Other options: Though most yogurts don’t contain the wide array and number of probiotics as kefir, they are a great option as well. Other probiotic-rich foods include unpasteurized sauerkraut, miso soup, naturally fermented pickles and sourdough bread.
Pumpkin seeds are one of the best sources of magnesium, a mineral that is so widely under-consumed the 2015 Dietary Guidelines for Americans labeled it a “nutrient of concern.” Magnesium keeps muscles and nerves functioning properly and is also necessary for energy production. Pumpkin seeds are also an excellent source of zinc, a mineral important for immune health and wound healing.
Other options: Sesame seeds and Brazil nuts are also excellent sources of magnesium. For a magnesium-packed meal, brush firm tofu (also a source of magnesium) with sesame oil and coat with sesame seeds before stir-frying.
Garlic adds favor without calories to a wide variety of dishes. When used in a marinade or incorporated into beef, fish, chicken or turkey patties, garlic helps limit the formation of nasty compounds that cause cancer in animals, heterocyclic amines (HCAs). HCAs are formed when your protein-rich food is cooked. High dry heat leads to more HCAs formed, so make sure you add garlic to any meat, poultry or fish you throw on the grill or in the smoker.
Other options: Rosemary and Caribbean spices also decrease HCA formation.
In your local grocery store, tucked in a remote refrigerator between tofu and non-dairy “cheese,” you’ll find long, thin light brown colored sheets of tempeh. Though it isn’t always easy to find, the search is time well spent. Tempeh is fermented soybeans. Unlike tofu, tempeh includes the whole soybean, so it is higher in protein, fiber and vitamins. Tempeh is also an excellent source of iron (for oxygen delivery throughout your body), magnesium and vitamin B6 (an energy vitamin) and good source of calcium.

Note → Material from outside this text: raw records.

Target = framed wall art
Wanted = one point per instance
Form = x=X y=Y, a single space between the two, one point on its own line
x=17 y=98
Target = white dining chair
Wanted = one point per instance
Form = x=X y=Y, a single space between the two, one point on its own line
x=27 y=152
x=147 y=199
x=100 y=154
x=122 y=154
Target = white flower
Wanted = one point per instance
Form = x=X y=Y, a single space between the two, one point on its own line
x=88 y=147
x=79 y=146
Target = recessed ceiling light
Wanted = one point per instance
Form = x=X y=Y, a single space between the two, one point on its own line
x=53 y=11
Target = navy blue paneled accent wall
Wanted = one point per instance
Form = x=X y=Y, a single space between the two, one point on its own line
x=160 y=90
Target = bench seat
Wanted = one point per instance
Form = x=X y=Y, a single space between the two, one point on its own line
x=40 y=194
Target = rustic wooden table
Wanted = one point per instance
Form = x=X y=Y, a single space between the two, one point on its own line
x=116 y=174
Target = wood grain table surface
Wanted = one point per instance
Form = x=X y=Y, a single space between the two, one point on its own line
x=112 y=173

Tempeh has a firm, chewy texture and slightly earthy, bean-like taste. Replace deli meat with tempeh, try it sautéed in sesame oil and garlic, grilled or served on top of salad.
Other options: Pick up plain or flavored tofu.
Consider adding green peas to your rice pilaf, pasta dish, casserole or stew. Green peas are an excellent source of fiber and vitamin C, good source of vitamin A (important for your eyes and a “nutrient of concern”) and also contain decent amount of magnesium, vitamin B6, folate (a “nutrient of concern,” folate helps build healthy new cells and prevents some birth defects) and iron. Look for pea protein in bars and protein powders. It boosts a leucine (the key amino acid that turns on muscle building and repair) content equivalent to whey protein and will give you the same muscle-building results as whey protein.
Try peas in multiple forms, including pea protein powder, split pea soup and peas mixed into burritos, wraps and other dishes.
Other options: Consider yellow whole or split peas. They have a similar nutrition profile to green peas.